Competitive Kids

Competative-Kids.jpg

One thing you have to understand about my kids is that they don’t really stand a chance. It isn’t there fault it is simple genetics. The genes that my wife and I have passed on to them pretty much dictate certain things about them without them having much choice in the matter.

Take competitiveness for example. My lovely trio of kids (with a fourth on the way) are genetically predetermined to be competitive, it is in their DNA. Both sides of the family are competitive. Occasionally this has caused an issue in our marriage, mainly because my wife cannot stand to lose to me in anything. Personally, I learned a long time ago it was better to lose a game than to cook my own supper, but the lovely and talented Mrs. Sharp hates it when I beat her in something. When we first started dating part of my job at the time was to engrave plaques for the company I worked for to use as awards.

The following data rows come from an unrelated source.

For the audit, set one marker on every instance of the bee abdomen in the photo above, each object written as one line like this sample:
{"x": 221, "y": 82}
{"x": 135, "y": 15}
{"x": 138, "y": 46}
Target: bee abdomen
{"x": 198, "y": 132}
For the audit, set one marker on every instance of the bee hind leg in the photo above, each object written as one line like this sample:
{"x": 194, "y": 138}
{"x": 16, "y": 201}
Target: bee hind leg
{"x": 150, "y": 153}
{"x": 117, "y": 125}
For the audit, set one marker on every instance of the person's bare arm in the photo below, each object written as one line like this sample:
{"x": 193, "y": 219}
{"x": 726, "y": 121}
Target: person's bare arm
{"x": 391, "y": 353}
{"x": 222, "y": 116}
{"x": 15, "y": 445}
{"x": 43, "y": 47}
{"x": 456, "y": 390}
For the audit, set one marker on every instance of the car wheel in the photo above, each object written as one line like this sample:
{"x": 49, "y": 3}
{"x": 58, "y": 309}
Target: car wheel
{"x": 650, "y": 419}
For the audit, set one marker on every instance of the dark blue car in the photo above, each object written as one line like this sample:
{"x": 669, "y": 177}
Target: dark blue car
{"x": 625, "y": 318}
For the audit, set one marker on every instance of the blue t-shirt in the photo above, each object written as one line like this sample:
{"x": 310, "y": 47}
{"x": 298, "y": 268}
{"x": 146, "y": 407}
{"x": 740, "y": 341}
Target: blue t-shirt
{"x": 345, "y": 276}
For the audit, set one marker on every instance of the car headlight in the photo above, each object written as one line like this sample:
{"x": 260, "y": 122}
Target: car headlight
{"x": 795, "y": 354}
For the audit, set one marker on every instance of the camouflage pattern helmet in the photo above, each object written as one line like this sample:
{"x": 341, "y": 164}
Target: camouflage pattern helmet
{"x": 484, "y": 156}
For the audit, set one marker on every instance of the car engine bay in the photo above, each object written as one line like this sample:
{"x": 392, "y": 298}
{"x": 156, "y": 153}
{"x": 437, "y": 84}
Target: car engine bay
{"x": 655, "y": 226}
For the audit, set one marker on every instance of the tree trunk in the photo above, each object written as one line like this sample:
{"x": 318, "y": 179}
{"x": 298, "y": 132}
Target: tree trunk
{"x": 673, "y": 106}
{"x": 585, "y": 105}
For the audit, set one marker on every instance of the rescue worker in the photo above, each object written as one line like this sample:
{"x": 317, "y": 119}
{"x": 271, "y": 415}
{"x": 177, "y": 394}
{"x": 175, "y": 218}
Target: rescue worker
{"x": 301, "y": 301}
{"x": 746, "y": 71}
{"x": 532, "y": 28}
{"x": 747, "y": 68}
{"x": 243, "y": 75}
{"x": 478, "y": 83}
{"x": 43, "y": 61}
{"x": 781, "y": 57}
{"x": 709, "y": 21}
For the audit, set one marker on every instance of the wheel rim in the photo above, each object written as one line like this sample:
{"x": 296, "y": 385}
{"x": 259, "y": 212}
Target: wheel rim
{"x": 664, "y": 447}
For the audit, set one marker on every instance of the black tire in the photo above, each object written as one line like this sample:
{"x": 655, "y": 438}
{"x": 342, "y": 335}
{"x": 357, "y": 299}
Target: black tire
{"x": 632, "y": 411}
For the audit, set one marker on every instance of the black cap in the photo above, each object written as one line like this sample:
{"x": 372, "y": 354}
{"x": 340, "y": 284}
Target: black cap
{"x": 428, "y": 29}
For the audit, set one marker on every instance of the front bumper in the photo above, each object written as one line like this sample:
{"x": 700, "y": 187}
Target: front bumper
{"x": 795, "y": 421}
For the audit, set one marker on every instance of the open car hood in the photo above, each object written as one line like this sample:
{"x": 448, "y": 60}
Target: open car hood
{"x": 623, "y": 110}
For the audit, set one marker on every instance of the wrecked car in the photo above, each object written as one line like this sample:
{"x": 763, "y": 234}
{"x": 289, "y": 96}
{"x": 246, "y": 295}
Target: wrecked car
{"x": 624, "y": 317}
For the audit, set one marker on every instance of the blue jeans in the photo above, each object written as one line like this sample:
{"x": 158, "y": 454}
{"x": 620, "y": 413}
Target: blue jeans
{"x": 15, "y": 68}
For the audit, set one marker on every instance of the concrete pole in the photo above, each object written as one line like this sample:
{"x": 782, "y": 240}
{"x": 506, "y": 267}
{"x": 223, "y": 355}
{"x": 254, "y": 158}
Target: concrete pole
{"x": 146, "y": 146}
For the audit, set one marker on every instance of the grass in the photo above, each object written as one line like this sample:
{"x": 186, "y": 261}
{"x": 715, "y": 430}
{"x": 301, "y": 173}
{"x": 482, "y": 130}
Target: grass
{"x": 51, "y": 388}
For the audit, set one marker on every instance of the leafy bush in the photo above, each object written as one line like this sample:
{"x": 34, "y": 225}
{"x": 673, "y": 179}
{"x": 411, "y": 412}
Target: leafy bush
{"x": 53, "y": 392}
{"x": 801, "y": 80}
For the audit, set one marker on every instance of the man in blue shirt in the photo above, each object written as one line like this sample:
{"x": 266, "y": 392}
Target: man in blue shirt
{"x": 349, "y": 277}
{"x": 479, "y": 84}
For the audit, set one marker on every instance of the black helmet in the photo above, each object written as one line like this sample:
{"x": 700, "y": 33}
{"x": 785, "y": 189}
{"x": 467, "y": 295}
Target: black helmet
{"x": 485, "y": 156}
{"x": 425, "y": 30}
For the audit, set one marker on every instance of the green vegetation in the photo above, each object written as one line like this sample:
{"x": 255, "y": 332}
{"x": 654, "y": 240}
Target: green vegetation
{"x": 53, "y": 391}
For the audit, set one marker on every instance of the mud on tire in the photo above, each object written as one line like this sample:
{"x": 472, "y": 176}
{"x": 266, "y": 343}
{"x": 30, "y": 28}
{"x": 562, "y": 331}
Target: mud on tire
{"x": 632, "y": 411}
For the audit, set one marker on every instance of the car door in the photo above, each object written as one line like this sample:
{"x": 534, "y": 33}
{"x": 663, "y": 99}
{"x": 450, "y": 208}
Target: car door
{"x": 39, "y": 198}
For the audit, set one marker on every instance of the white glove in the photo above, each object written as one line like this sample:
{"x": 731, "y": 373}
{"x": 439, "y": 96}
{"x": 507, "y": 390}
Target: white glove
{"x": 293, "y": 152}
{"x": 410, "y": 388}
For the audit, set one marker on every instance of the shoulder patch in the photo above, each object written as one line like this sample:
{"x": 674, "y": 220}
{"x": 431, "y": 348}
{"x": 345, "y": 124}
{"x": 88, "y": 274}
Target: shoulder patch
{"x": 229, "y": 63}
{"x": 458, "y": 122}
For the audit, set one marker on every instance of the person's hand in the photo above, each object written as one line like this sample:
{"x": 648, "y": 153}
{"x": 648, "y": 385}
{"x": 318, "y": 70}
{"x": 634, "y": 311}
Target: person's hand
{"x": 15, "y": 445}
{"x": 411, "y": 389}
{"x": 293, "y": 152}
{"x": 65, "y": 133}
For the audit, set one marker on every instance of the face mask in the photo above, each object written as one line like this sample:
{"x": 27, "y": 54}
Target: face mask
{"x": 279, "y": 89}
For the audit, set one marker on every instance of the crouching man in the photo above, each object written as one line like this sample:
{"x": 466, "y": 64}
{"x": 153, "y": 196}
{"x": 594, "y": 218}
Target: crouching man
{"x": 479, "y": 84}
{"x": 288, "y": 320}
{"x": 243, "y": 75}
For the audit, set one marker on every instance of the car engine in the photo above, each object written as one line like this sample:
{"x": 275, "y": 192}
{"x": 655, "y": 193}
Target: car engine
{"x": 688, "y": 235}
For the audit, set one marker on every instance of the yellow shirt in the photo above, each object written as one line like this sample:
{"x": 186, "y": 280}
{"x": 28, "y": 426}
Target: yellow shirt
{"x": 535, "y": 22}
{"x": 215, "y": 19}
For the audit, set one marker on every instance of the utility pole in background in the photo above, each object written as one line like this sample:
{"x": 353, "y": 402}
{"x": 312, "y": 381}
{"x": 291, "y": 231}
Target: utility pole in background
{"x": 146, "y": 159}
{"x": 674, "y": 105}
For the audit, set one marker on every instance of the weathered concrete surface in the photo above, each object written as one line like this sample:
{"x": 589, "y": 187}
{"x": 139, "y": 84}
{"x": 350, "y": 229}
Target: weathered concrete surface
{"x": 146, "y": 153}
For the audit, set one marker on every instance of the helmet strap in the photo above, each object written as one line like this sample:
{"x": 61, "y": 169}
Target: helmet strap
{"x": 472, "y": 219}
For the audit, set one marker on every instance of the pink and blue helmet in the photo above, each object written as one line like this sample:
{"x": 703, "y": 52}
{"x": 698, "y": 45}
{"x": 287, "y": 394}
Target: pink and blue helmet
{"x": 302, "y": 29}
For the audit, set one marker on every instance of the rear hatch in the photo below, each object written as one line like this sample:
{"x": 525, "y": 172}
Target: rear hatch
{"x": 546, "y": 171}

I created a plaque for my future wife and I to pass back and forth according to whoever won the most Scrabble games that month.*

Growing up my dad and I played table tennis a lot.

We had our own table, and from the time that I was a small child we would go at it in our garage. You wouldn’t think table tennis could be gladiatorial, but you don’t know table tennis. The thing is, my dad never let me win. He always said when I beat him it would be because I was better. Then, one glorious day when I was in high school, it finally happened. I stomped the old man at table tennis. He put the paddle down, walked away, and hasn’t played me once in the twenty-five years since. I come from a long line of people who aren’t above taking their toys and going home, or tweaking the rules to their advantage whenever there is a victory at stake.

What does all of this have to do with my children? Well it puts the conversation I heard this morning between the three-year-old ballerina and the six-year-old zoologist in perspective. As is our usual custom my wife and I were hounding them, particularly the ballerina, to finish getting ready. (It is a little know fact that all of my kids have a superpower. The ballerina’s is moving so slow that time actually goes backwards.) Finally, the ballerina finished getting dressed, and she promptly informed me that she was dressed before I was, before her mother was, and before the one-year-old demolitions expert, who happened to still be in bed.

The zoologist heard the ballerina’s gloating and responded, “You didn’t beat me.” Which led the ballerina to respond, “We’re not racing.”

To sum up the ballerina’s philosophy, it is a race when she wins, and it is not a race when she loses. I’m pretty sure she learned this from her grandfather.


*I realize that this is as nerdy as it is competitive, but it is 2017, nerds are cool now. We were just ahead of our time.